A report on the future of peer review, published in 2017 by the publisher BioMed Central, showed that AI is being used in various ways to evaluate scientific articles. There are publishers using it to track scientific literature online in order to identify researchers with the profile needed to work as reviewers in their disciplines. It is also being used in new software designed to detect plagiarism, identifying when sentences or paragraphs have been rewritten to circumvent algorithms that only recognize identical copies.

The most contentious example is Statcheck, a program created in 2015 by researchers from Tilburg University in the Netherlands (see FAPESP Research issue no. 253) and now used on a daily basis by hundreds of journals. The software has caused controversy not because of the technology it uses, which is capable of repeating the calculations described in published scientific articles and finding statistical errors, but because of the way it has been used. Fifty thousand psychology articles were analyzed by the software, with the results published on the PubPeer platform, publicly exposing the minor and major mistakes made by thousands of authors. More than 25,000 articles had inconsistencies.

According to psychologist Michèle Nuijten, a professor at Tilburg University and one of the creators of Statcheck, tools like AIRA can be valuable in the peer review process. “We need to look for different solutions that can help us in increasing the quality and robustness of scientific studies, and AI could definitely play a role in that,” she said in an article about AIRA published in The New York Times. But Nuijten warns that these tools should only be used to support the work of editors and that it should always be people, not machines, that decide whether a paper should be published or not. “I would be concerned if AI technology led to the rejection of an article without really checking what’s going on.”

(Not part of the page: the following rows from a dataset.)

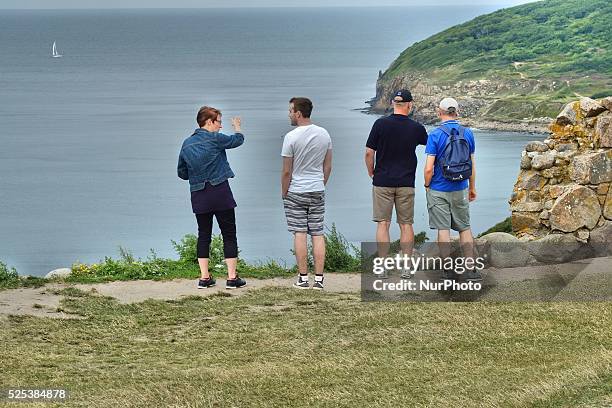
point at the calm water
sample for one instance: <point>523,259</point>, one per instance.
<point>90,141</point>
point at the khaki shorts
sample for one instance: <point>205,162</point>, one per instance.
<point>384,198</point>
<point>448,210</point>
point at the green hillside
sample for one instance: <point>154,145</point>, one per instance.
<point>551,38</point>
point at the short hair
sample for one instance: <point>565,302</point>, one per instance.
<point>205,113</point>
<point>302,105</point>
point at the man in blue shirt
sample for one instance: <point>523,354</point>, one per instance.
<point>391,163</point>
<point>448,201</point>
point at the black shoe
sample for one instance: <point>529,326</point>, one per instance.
<point>448,274</point>
<point>302,282</point>
<point>235,283</point>
<point>206,283</point>
<point>472,276</point>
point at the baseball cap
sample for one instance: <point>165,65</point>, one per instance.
<point>449,105</point>
<point>403,95</point>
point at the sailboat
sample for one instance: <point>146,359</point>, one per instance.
<point>54,52</point>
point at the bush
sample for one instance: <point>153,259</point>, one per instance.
<point>7,274</point>
<point>340,255</point>
<point>9,279</point>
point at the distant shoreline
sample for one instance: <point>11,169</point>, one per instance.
<point>533,127</point>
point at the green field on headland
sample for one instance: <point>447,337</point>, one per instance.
<point>516,66</point>
<point>282,347</point>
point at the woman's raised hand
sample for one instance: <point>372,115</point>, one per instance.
<point>236,123</point>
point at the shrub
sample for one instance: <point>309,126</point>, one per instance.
<point>7,274</point>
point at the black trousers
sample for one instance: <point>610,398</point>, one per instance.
<point>227,224</point>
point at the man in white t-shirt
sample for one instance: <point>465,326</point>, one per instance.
<point>307,160</point>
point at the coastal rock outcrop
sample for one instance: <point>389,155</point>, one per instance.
<point>59,273</point>
<point>563,193</point>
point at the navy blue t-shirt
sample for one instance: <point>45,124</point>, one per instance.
<point>395,138</point>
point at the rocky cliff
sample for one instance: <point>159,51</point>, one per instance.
<point>563,188</point>
<point>484,103</point>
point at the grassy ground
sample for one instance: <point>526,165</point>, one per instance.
<point>277,347</point>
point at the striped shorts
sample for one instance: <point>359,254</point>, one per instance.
<point>305,212</point>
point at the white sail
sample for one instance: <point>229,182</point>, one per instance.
<point>54,52</point>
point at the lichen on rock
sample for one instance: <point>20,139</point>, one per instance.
<point>564,187</point>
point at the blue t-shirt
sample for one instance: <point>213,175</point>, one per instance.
<point>395,139</point>
<point>435,147</point>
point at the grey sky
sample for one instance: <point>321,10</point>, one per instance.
<point>79,4</point>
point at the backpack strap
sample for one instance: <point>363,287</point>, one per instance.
<point>445,129</point>
<point>461,132</point>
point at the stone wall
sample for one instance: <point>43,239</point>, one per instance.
<point>564,183</point>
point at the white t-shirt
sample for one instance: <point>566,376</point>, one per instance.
<point>308,146</point>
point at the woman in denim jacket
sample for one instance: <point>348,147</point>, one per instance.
<point>203,162</point>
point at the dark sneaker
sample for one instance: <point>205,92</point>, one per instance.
<point>472,276</point>
<point>302,282</point>
<point>235,283</point>
<point>206,283</point>
<point>448,274</point>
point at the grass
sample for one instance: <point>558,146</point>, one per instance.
<point>341,256</point>
<point>277,347</point>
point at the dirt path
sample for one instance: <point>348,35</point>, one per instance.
<point>45,301</point>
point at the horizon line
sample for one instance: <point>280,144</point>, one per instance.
<point>450,4</point>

Funding agencies also have rules to prevent conflicts of interest when assessing research proposals. For many years, FAPESP has requested that reviewers chosen to analyze proposals declare any related interests. Potential reviewers are ruled out in advance if they have family ties to the applicants, affiliations with the same institutions, or if they have already participated in the project. In May, the foundation began using an automatic system, developed by its informatics department, to identify potential reviewers. The system compares parameters, such as project title and keywords, against a database of reviewer profiles and then identifies those best suited to assessing the proposal, in order of preference. The algorithm that classifies the keywords uses AI. As well as being more objective, the system automatically checks whether the reviewers have links to the applicants.